The new legislation would mandate that, before granting a certificate for a proposed pipeline project, FERC consider:

  • An analysis of demonstrated regional need for additional gas,
  • the inefficient use of existing pipelines and underutilized pipelines,
  • the effect of proposed pipelines on the customers of existing pipelines,
  • a proposed pipeline’s compliance with clean power plans and state and federal renewable energy goals, and
  • a region’s ability to meet any energy deficiencies with economically viable and less environmentally disruptive alternatives to pipelines.

Watson Coleman’s legislation will also require a fuller examination of cumulative regional impacts on the environment from pipelines, and a five-year monitoring program for approved interstate pipelines to ensure that identified environmental impacts are mitigated.

Earlier this month, Watson Coleman also announced her support for a complaint and motion filed with FERC by the Eastern Environmental Law Center (EELC) requesting an evidentiary hearing to assess public need for the PennEast pipeline in light of the self-dealing relationship between the owners of the project and their affiliates that have contracts to receive gas from the pipeline. EELC filed this legal action on behalf of the New Jersey Conservation Foundation and Stony Brook-Millstone Watershed Association (SBMWA).

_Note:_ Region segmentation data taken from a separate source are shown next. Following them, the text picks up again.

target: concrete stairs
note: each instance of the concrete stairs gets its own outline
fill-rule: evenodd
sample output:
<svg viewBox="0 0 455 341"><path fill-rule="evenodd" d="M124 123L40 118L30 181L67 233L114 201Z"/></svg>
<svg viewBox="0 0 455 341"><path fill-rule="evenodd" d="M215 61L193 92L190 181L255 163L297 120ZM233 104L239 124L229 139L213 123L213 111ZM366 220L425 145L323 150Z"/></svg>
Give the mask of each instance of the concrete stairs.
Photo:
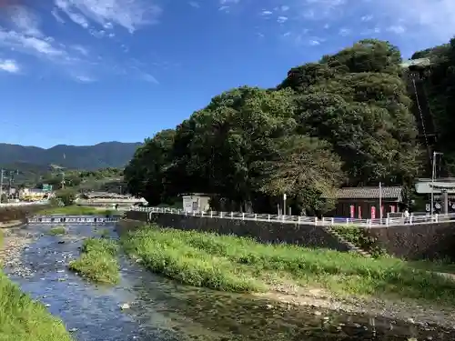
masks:
<svg viewBox="0 0 455 341"><path fill-rule="evenodd" d="M356 246L354 244L349 242L349 240L346 240L341 235L339 235L337 231L335 231L331 226L324 226L324 231L326 231L328 234L333 236L338 239L339 243L342 245L346 246L349 252L355 252L356 254L359 254L360 256L363 256L364 257L367 258L371 258L371 255L368 253L367 251L361 249L359 246Z"/></svg>

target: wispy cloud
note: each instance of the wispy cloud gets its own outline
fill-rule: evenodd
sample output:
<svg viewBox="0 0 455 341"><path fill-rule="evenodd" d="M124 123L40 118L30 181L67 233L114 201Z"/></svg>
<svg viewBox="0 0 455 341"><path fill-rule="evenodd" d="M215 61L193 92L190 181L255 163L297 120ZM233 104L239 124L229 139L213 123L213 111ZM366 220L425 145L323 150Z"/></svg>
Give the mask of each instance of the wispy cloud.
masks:
<svg viewBox="0 0 455 341"><path fill-rule="evenodd" d="M17 74L20 71L20 67L15 60L0 59L0 70L9 72L10 74Z"/></svg>
<svg viewBox="0 0 455 341"><path fill-rule="evenodd" d="M153 0L55 0L56 7L82 27L91 23L105 29L121 26L134 33L156 24L162 13Z"/></svg>
<svg viewBox="0 0 455 341"><path fill-rule="evenodd" d="M74 22L97 38L114 37L116 26L134 33L141 25L153 24L157 18L161 11L159 7L149 1L140 1L55 0L56 6L42 15L49 15L60 24ZM67 26L63 25L61 31L53 32L56 35L47 35L43 29L46 26L41 25L41 16L37 12L19 5L7 10L9 21L0 26L0 49L5 55L13 55L18 60L21 60L21 55L35 56L40 63L55 66L56 70L80 83L95 82L103 75L130 76L131 69L127 62L115 54L102 56L103 46L97 43L90 44L95 43L94 40L85 38L84 44L81 44L76 41L80 35L66 35ZM127 52L121 45L118 49ZM20 69L19 64L13 58L0 59L0 70L17 73ZM34 70L39 72L39 68ZM147 70L147 65L136 65L132 72L139 75L143 81L157 84L150 72L143 70Z"/></svg>
<svg viewBox="0 0 455 341"><path fill-rule="evenodd" d="M231 7L238 4L240 0L219 0L219 11L229 13Z"/></svg>
<svg viewBox="0 0 455 341"><path fill-rule="evenodd" d="M260 12L260 17L268 19L264 25L275 25L278 35L286 32L288 40L294 43L308 45L314 35L327 42L340 35L359 39L369 35L422 46L447 42L455 35L453 0L277 0L269 4L273 5ZM302 28L308 29L307 34L302 34Z"/></svg>

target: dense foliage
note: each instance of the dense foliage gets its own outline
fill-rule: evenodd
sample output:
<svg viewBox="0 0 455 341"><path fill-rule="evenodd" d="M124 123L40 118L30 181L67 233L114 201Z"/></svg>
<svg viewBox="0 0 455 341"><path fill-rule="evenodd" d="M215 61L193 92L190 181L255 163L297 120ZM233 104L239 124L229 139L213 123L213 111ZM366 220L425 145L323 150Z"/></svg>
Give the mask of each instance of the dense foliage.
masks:
<svg viewBox="0 0 455 341"><path fill-rule="evenodd" d="M439 133L436 148L444 153L446 173L455 174L455 38L449 44L416 52L413 59L429 58L431 62L430 75L424 82L430 108Z"/></svg>
<svg viewBox="0 0 455 341"><path fill-rule="evenodd" d="M363 40L292 68L277 88L217 95L146 140L125 169L128 190L151 205L209 193L215 209L256 212L287 194L318 213L342 185L410 183L420 148L400 62L397 47Z"/></svg>

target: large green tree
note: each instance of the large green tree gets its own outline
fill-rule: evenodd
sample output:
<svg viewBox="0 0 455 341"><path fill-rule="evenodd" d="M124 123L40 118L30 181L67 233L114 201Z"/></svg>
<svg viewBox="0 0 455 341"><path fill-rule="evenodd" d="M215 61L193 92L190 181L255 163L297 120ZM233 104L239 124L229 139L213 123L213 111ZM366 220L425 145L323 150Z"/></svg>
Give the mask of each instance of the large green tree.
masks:
<svg viewBox="0 0 455 341"><path fill-rule="evenodd" d="M143 196L150 205L163 200L165 173L171 162L175 134L175 130L167 129L147 139L125 168L129 193Z"/></svg>

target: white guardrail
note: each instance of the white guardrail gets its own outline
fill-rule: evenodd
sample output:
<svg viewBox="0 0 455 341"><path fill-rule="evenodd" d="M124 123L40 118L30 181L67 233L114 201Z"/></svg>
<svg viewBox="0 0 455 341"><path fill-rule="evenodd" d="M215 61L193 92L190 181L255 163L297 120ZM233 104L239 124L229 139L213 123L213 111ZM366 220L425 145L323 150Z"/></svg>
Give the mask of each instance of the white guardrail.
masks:
<svg viewBox="0 0 455 341"><path fill-rule="evenodd" d="M13 206L26 206L30 205L46 205L48 204L49 202L46 201L32 201L32 202L26 202L26 201L22 201L19 203L1 203L0 207L13 207Z"/></svg>
<svg viewBox="0 0 455 341"><path fill-rule="evenodd" d="M241 220L259 220L280 222L289 224L302 224L314 226L401 226L401 225L420 225L429 223L444 223L455 221L455 213L428 215L428 214L410 214L410 217L404 216L388 216L382 219L356 219L356 218L339 218L339 217L323 217L318 219L316 216L278 216L278 215L260 215L254 213L240 212L217 212L217 211L192 211L186 212L183 209L167 208L167 207L141 207L133 206L131 211L149 212L149 213L166 213L171 215L192 216L207 218L223 219L241 219Z"/></svg>

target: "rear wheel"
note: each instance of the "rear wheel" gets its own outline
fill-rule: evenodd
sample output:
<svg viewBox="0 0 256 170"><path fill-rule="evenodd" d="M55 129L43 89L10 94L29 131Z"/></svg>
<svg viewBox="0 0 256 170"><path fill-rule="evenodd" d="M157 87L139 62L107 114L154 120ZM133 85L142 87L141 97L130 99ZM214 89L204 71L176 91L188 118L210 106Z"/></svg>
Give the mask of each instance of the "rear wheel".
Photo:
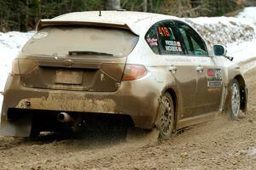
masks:
<svg viewBox="0 0 256 170"><path fill-rule="evenodd" d="M160 105L160 139L169 139L174 129L174 106L171 95L166 93Z"/></svg>
<svg viewBox="0 0 256 170"><path fill-rule="evenodd" d="M241 94L237 80L233 80L231 84L230 99L230 114L232 118L237 118L240 112Z"/></svg>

The U.S. Senate heard testimony on June 14 by the Environmental Defense Fund (EDF) cautioning against overbuilding unnecessary pipelines and calling for FERC to take a closer look at market need. “Retail energy customers would benefit from policy refinements whereby FERC undertakes a more robust and detailed assessment of the extent and duration of market need for new interstate pipeline capacity by refining its longstanding pipeline permitting policy — which largely relies on the mere existence of transportation service contracts as sufficient evidence of market need,” testified N. Jonathan Peress, Director of Air Policy for EDF.

Last month, a resolution sponsored by New Jersey Assembly Members Elizabeth Maher Muoio (D-15), Reed Gusciora (D-15) and Daniel Benson (D-14) was passed by the Assembly urging the president and Congress to change laws and FERC to revise the rules concerning interstate pipeline approvals in order to more fully assess need and address adverse impacts.

“There is no demonstrated market demand for the PennEast pipeline. There is overwhelming opposition to this unnecessary pipeline that would put important environmental resources like our drinking water at risk and pose a threat to the health and safety of communities,” said Jim Waltman, executive director, SBMWA. “Investments in renewable energy sources that are clean and safe, rather than more infrastructure for fossil fuels, are the best path forward.”